Theorem 1: For every two real numbers $a$ and $b$ with $a \lt b$, there exists a rational number $r$ satisfying $a \lt r \lt b$.

Basically, there's a Hypothesis (the "if" part) and a Conclusion (the "then" part). So if I were to, say, prove this theorem using contradiction, I would start by negating the conclusion and then proceeding logically until a contradiction is found with the hypothesis (contrapositive proof) or some other accepted fact. The hypothesis and conclusion can be seen very easily here. Let us take a different example.

Theorem 2: There exists no rational number $r$ whose square is $2$.

I am having a hard time seeing what the hypothesis is in this case. Maybe if this theorem is worded in a different way, it might be obvious but that's just my opinion.

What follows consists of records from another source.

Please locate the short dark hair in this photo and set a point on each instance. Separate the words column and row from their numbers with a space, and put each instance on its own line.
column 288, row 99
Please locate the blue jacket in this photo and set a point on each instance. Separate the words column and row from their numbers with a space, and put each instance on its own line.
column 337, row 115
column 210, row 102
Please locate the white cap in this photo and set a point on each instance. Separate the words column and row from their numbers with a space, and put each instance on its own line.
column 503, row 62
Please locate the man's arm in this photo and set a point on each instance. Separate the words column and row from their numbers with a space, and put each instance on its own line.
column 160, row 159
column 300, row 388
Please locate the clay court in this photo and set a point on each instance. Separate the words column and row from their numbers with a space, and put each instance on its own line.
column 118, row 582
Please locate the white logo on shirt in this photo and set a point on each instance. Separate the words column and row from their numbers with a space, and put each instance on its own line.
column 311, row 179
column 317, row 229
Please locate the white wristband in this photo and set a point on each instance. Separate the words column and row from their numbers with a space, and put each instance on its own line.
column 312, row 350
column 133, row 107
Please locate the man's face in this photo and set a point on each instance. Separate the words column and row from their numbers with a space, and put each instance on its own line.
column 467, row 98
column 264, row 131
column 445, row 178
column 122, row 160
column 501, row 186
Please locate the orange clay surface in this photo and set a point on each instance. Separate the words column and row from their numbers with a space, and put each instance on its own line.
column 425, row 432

And if you're familiar with the proof of this theorem, the contradiction comes from the fact that we had supposed a rational number $\frac pq$ in lowest terms but after proceeding logically, we find a factor of $2$ common between $p$ and $q$ which goes against our assumption that we started with and so our proof ends.

So my questions are:

  1. Are all "Theorems" necessarily in the "if-then" form?
  2. What is the Hypothesis in Theorem $2$? Is the proof for this theorem a contrapositive proof?

I heartily welcome any extra information in relation to this question.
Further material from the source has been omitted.